IT’S that time of year again, and the British Universities are preparing for the upcoming British Championship tournament—one that Scottish Universities have experienced recent success in.
In 2016, in Manchester, Scottish Universities took home all three ladies trophies from the tournament. Division 1 came north with Queen Margaret University, Edinburgh, Division 2 with Glasgow Caledonian University, and Division 3 with Glasgow University.
It’s clear that Gaelic Football is going from strength to strength in Scotland and as more and more students stay in Scotland during the summer, clubs are beginning to build close connections with these University teams.
Glasgow Gaels and Glasgow University (above) have had one such connection in the past number of years, with several key players coming out of the university set-up in both the men’s and women’s side. Both the 2015 and 2016 Junior Manager’s Player of the Year, Conal Gormley and Dan O’Hanlon respectively, were key to the Gaels Junior side’s double success in the League and Championship in 2016. In addition, former Glasgow Uni students, Chris Curran and Séamus Daly, among others, were key players in both 2015 and 2016 Senior Finals. Last year’s British Club Championship-winning captain Siobhan Reynolds togged out for Glasgow Uni in the 2015 season while completing her PGDE in primary teaching. In fact, 12 ladies players in the 2016 Gaels All-Ireland quarter- final panel were current or former students at Glasgow University. Three players in that panel were also students at Glasgow Caledonian University at the time.
As well driving a flow of players, the management side has also always been closely connected with Glasgow University, with Gaels ladies manager, Paul Gallagher, having managed the university side for a number of years. In the 2016/17 season, Gaels club member and men’s player Adrian Farrell has taken on the role, with Siobhan Reynolds and Annette Lloyd coming on board as assistant coaches. On the men’s side Gaels player’s Shane Moran, Dave McGovern in 2015/16, and JP Langan and Damian Kellegher in 2016/17 have taken up management of the men’s university team.
To learn more about the links between universities and Gaels—and the benefits clubs can feel from nurturing a close working relationship with universities at a time when Irish students continue to study in Scotland and stay on in the country for work—we hear from just a few of the dual-players as they answer some questions about their experiences playing for both university and club teams.
What’s most enjoyable about playing for Glasgow Uni?
“Meeting people when I joined the team in first year, especially those who were in the same boat as me and building friendships with the team that have lasted throughout university. Also the British Championship weekend is always a highlight!”
“Like any sport, its great to be part of a team and socialise with ladies we wouldn’t know otherwise because they are in different countries. It is also a bonus that Uni teams play in the off-season, so we can continue playing football all year round.”
Does anything stand out about playing for the Gaels?
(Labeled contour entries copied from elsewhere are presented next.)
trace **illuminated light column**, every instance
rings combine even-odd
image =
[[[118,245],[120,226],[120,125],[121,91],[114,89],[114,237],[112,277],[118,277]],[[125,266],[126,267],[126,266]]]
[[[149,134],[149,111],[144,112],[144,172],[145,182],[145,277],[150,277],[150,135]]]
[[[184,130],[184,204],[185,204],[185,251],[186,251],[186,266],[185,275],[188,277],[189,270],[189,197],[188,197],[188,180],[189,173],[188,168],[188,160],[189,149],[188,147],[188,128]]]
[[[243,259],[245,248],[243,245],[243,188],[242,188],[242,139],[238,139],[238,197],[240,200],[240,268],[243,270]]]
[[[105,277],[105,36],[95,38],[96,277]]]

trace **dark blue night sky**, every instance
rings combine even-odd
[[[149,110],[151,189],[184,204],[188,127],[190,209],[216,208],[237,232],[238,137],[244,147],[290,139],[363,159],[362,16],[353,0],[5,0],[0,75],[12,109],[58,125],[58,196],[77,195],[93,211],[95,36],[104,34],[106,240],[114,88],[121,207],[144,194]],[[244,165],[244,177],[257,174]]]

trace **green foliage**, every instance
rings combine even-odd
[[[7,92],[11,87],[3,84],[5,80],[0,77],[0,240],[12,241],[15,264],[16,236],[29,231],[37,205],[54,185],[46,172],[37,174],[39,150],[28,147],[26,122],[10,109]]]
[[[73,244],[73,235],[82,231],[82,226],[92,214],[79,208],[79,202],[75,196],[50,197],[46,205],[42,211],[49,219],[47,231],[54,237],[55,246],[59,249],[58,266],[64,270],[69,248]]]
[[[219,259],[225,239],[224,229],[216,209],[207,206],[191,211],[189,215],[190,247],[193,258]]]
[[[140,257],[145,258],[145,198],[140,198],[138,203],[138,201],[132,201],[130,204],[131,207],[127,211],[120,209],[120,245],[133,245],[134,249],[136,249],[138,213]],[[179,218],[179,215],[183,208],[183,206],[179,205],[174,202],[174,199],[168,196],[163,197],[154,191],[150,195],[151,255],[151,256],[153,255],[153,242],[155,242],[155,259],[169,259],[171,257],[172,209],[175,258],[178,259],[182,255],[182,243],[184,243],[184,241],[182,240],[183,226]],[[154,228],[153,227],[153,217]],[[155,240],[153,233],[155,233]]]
“Being away from home and playing for the Gaels has allowed me to be part of community over here. We’ve all become good friends and its great to win matches and be successful with a great bunch of girls and two great coaches.”
“The people are a great bunch from the coaches to the kids who come along to training when sitters can’t be found. It’s a very welcoming environment and everyone is encouraged.”
How did you get involved with playing for the Gaels?
“There has always been a good link between the Uni team and the Gaels. Uni players who have played for the Gaels have always raved about it. And of course there’s Paul, who managed the Uni team and the Gaels always encouraged people to come along.”
“I stayed in Glasgow over the summer a couple of years ago and wanted to continue playing football. I knew Paul from the Uni team so I decided to give it a go. I started because Paul mentioned pre-season circuits for the Gaels when Uni were preparing for British Championships, so I went along for the extra training. The rest is history!”
Are there any similarities between playing for the Uni and playing for the Gaels?
“They are two groups of people that make you feel at home. Both teams have a great atmosphere at training, which means we can have a bit of fun as well as working hard. The socials and nights out are always great craic too!
“The atmosphere is similar. People are very welcoming, no matter what your skill level. It’s very encouraging and supportive. We have county players and players who have never touch a football before, and both are equally welcomed.”
The Gaels have seen a surge in membership in recent years. To what do you attribute their success?
“It’s all about being part of the team. Going to all trainings and working hard as a team and helping each other improve. There’s been really good publicity and networking too.”
What advice would you give someone thinking of coming to Glasgow for Uni?
“It’s a great place. There are lots of opportunities to join different clubs and societies and meet plenty of new friends. Join a club or society. You can meet your best mates or even future flatmates!”